The essay should be succinct and answer the question, but also thorough, sounding out (if not entirely dealing with) the depth of the issue. Don’t be afraid of complication. The purpose of this exam is not to get you to simply regurgitate correct, factual information, but to give you a chance and the space to think about American religious history and the interpretations of that correct, factual information. Good and thorough thinking is hard to do, and so the purpose of these questions is to provoke you to examine and reflect, giving you the space to explore the sometimes tangled relationships in history, as well as the cultural contexts and consequences of religious ideas. I strongly believe that the value of assignments such as this is exactly the extent to which you engage with the difficult work of thinking. This is an opportunity with a grade attached.
Roughly 500 to 700 words per essay should be adequate. You must use Charles Lippy’s Introducing American Religion as a source, as well as at least one original document. Two would be better.
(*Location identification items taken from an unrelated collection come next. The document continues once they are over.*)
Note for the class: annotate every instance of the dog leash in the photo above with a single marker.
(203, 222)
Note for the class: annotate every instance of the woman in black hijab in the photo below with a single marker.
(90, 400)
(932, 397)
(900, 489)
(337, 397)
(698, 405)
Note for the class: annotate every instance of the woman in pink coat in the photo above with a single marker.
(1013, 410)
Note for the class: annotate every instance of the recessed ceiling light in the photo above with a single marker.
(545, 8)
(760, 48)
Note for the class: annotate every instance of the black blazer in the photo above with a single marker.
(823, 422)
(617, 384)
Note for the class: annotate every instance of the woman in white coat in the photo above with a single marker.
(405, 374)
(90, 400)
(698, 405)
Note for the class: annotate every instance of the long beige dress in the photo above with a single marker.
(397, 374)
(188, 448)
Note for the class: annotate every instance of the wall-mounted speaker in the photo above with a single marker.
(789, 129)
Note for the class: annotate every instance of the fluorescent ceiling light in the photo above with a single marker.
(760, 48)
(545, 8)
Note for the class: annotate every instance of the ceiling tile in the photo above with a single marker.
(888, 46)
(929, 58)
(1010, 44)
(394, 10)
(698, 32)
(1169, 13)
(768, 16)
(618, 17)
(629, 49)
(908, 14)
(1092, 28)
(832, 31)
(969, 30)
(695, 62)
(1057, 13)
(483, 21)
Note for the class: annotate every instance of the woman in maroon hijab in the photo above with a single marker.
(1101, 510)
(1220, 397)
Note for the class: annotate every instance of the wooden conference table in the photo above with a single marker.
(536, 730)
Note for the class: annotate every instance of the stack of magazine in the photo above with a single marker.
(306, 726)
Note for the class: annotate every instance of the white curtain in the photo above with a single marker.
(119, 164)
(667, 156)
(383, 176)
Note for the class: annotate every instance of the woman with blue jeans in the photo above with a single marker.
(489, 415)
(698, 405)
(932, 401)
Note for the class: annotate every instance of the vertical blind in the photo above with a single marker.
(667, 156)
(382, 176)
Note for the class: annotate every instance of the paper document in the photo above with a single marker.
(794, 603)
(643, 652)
Not using the texts in your short essay will result in a failing grade. You may also consult any of your class notes, consult with your fellow students, ask me questions, or refer to the many, many good sources listed on the bibliography at the class website. The encyclopedias, dictionaries and atlas listed there offer a great starting point.
For questions about late assignments, the penalties for plagiarism, and the percentage of the final grade based on this mid-term, please consult the class syllabus.